Wayne High School Achieves Program Success

Special to HuntingtonNews.Net

Charleston, WV – The Education Alliance is pleased to recognize a Wayne County principal for her effort to increase academic achievement and spark interest in engineering among her students. Sara Stapleton, principal at Wayne High School, recently received an honorarium from The Alliance for implementing Project Lead the Way (PLTW) at her school. The purpose of this national initiative is to establish quality pre-engineering programs at secondary schools throughout the county. Stapleton's activities were a part of The Education Alliance’s Student Educational and Economic Development Success (SEEDS) Program. 

 

SEEDS is an exclusive professional development experience for public school principals in West Virginia that links them with a professional education consultant and a seasoned business CEO. Along with the principal, they develop and execute a business plan that targets key challenges at the school.
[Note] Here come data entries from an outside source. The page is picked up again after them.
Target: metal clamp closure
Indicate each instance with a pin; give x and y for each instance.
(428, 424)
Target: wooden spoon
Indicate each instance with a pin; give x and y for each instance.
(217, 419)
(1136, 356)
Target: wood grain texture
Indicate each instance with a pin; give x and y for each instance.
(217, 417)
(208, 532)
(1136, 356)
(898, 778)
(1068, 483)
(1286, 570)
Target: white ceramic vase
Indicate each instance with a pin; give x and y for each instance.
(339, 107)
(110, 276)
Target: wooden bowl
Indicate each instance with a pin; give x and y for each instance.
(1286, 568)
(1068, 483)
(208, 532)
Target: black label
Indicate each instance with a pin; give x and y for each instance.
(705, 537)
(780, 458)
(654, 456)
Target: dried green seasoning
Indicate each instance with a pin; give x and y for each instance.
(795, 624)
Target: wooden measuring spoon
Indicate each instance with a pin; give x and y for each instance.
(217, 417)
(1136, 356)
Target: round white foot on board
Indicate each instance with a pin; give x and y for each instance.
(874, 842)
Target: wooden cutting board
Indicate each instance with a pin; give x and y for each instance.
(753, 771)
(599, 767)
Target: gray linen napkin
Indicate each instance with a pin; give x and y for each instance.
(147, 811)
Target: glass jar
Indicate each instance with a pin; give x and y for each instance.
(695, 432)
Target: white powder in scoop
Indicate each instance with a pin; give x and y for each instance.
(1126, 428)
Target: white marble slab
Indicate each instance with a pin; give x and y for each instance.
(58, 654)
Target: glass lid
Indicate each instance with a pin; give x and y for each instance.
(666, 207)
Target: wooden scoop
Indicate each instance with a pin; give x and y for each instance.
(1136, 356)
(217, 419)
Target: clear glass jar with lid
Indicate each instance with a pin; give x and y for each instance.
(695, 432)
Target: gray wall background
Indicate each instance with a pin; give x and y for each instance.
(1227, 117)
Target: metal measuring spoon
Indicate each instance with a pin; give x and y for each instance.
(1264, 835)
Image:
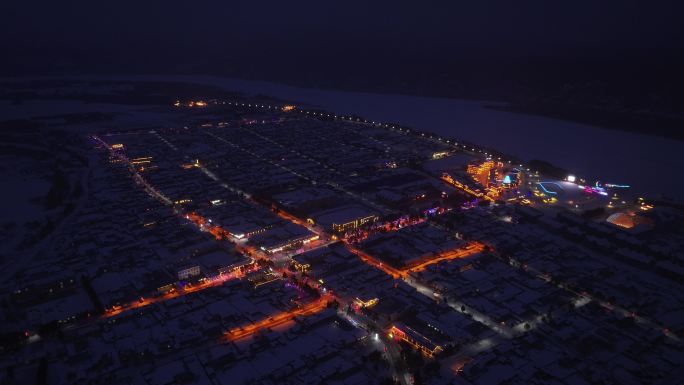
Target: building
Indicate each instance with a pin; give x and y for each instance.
(345, 218)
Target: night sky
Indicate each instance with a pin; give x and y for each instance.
(352, 44)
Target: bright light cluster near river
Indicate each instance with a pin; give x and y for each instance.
(263, 242)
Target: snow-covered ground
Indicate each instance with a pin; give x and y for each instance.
(649, 164)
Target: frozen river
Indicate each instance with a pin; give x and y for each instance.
(649, 164)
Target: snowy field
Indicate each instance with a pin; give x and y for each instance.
(649, 164)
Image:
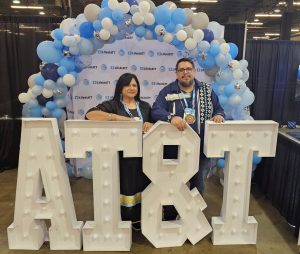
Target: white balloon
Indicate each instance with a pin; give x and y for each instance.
(200, 20)
(133, 9)
(67, 25)
(237, 74)
(30, 81)
(144, 7)
(69, 80)
(138, 18)
(47, 93)
(107, 23)
(69, 41)
(172, 6)
(91, 12)
(24, 97)
(198, 35)
(31, 94)
(224, 48)
(168, 38)
(190, 43)
(113, 4)
(216, 28)
(37, 90)
(124, 7)
(104, 34)
(181, 35)
(160, 30)
(114, 30)
(149, 19)
(234, 64)
(189, 31)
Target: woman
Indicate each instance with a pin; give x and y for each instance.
(126, 105)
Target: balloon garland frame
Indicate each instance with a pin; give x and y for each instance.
(78, 38)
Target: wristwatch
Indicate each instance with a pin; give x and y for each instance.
(170, 117)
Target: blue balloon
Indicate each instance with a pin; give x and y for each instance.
(117, 15)
(208, 35)
(162, 15)
(229, 90)
(170, 27)
(206, 61)
(221, 163)
(234, 51)
(105, 13)
(214, 50)
(132, 2)
(97, 24)
(36, 111)
(58, 34)
(104, 4)
(256, 159)
(49, 71)
(50, 105)
(47, 52)
(57, 113)
(179, 16)
(62, 71)
(68, 63)
(86, 30)
(39, 80)
(140, 31)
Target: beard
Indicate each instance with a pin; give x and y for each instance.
(187, 84)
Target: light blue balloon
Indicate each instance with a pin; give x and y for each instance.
(117, 15)
(140, 31)
(68, 63)
(162, 15)
(179, 16)
(47, 52)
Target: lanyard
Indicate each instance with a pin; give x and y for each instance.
(137, 109)
(193, 99)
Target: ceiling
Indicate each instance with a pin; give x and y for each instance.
(225, 11)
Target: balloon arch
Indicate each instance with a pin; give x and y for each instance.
(78, 38)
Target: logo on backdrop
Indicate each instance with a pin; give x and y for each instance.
(118, 67)
(165, 54)
(85, 82)
(133, 68)
(162, 68)
(150, 53)
(136, 53)
(106, 52)
(103, 67)
(121, 52)
(99, 97)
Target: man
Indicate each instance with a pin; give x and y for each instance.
(189, 101)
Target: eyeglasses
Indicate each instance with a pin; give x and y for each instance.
(182, 70)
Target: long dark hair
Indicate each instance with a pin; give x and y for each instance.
(124, 80)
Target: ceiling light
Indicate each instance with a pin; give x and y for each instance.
(200, 1)
(255, 23)
(26, 7)
(272, 34)
(261, 37)
(268, 15)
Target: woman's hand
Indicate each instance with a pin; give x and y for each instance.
(147, 126)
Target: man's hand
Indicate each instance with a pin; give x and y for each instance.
(218, 119)
(147, 126)
(179, 123)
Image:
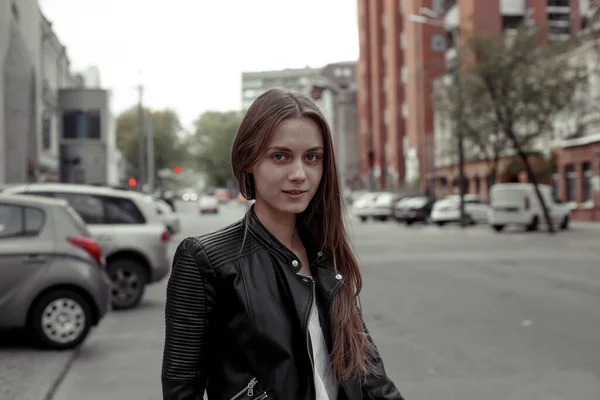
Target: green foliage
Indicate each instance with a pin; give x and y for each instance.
(211, 145)
(169, 150)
The benefits of SEEDS include enhanced principal leadership skills, increased student achievement and community involvement, and improvements in facilities and management processes.  Dr. Bobbi Nicholson, of Marshall University Graduate College, served as Wayne's educational consultant, and A. Michael Perry, of Heritage Farm Museum and Village, provided guidance as the school's business mentor. Both worked diligently to support the school's program activities.

 

Wayne High School had an existing robotics program that met after school. However, Stapleton realized with additional support and resources this club could be leveraged into a full PLTW course during the 2010-2011 academic year. Upon establishing the course, goals for the project included increasing enrollment, minority and female participation, the use of problem-based learning and engagement between students in the program and the rest of the school.

 

Stapleton is pleased with the progress of the project. PLTW at Wayne High school reached its student enrollment and content goals, and enjoyed national success as well. Students built a robot from the ground up and captured first place at the West Virginia SkillsUSA Contest in Martinsburg. Two Wayne team members also earned second place in the SkillsUSA National Competition in Kansa City, MO. Stapleton reports that interest in the program has led enrollment to double this school year.

 

"The Education Alliance has allowed us to generate a spark that has caused a lot of excitement and energy at our school," Stapleton said. "It has added a critical component to learning and achievement that is changing the lives of our students," she said. "We are opening doors that many of our students didn't know existed. This is what teaching is all about," Stapleton said.

 

“Project Lead the Way has helped some students at Wayne High School have an overwhelmingly positive educational experience,” explained Dr. Patricia Kusimo, president/CEO of The Education Alliance. “The students will remember this and will likely draw upon the experience throughout their lives,” she said.

 

Wayne High School is scheduled to receive $50,000 over two years to help meet its goals and objectives. Principals and assistant principals were selected for the SEEDS program through a competitive application process. Preference was given to those with three or fewer years of experience, and who were in the top 25 percent of their Principal Leadership Academy class.